Trust me, I want to get it sorted! I'm pretty sure it is not software related, PHD passes it's calibration and I see the guide star move in all 4 directions during the process. I tried .3x , .5x & 2x guide speeds on the Losmandy drive system, each with various backlash settings and various aggressive settings from 30% to 100% - forcing PHD to do a calibration each time, all to no avail. I always lose the guide star with it drifting East though, so the RA is pushing it too fast. I think it is a mount issue, I bought the mount earlier this year second hand and pulled it apart and regreased it (it's about 10 years old with the grease turning to slug problem common to older G11's) and I think the problem might lie with the RA worm gear not being flush to the RA gear from when I put it back together. I might offset my azimuth next time and drift the star through an image that I take with the DSLR to see what the RA gearing is doing exactly. Theres other people on the net reporting this so called "76 second error" which arises from the worm block not being flush, so it's the first thing I'll look at.

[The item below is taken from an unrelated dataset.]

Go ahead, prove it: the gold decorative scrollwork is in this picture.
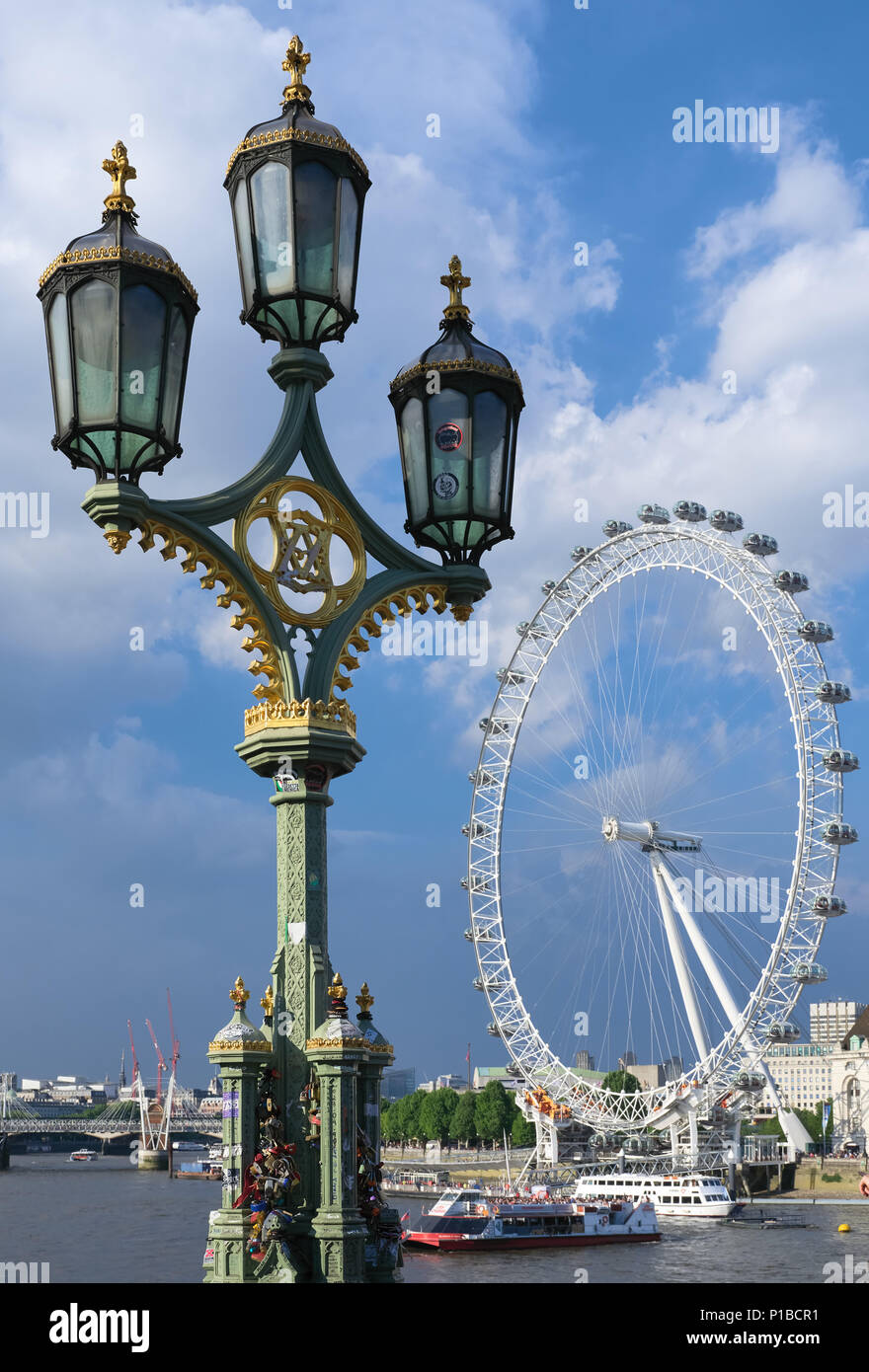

Once I get the problem sorted though I look forward to using this setup! Plenty of targets a non modded DSLR can hit before I will feel the need to move on
Hi Andrew I was reading this post. I have a second hand G11 as well and I use PHD guiding. I tried various guiding rates with 0.8x, 0.5x, 0.3x. That didn't really change anything in the guiding. What did make a huge difference though is balancing the mount and cleaning it. Try to swap the RA and DEC worm and keep the best for the RA. If you pulled everything apart, degrease it with some turp, let it dry then grease the bearings I used "Super Lube" Synthetic grease both in gel and spray. Use a minimal amount of grease so nothing drips on the clutches. The tricky part is to get the worm meshing right coz you need 4 hands and 20 fingers to do it. Here's what I do. Unlock the two bolts that hold the end blocks. Push your index finger on the middle of the worm and push gently against the gear. With your thumb and major, squeeze the end blocks and slightly tighten the two screws (with your free hand ). Now the trick is to move your thumb and major slightly to the side that is away from the gear on the end blocks so they don't rotate when you tight them up. If you do this you'll hit the sweet spot with no backlash and the worm will turn by hand as free as it can be. The main problem with the worm not turning free is the end blocks/bearings being on an angle not the worm pressing too hard against the gear. Took me a while to figure that one out. Hope this helps. Very cool picture btw.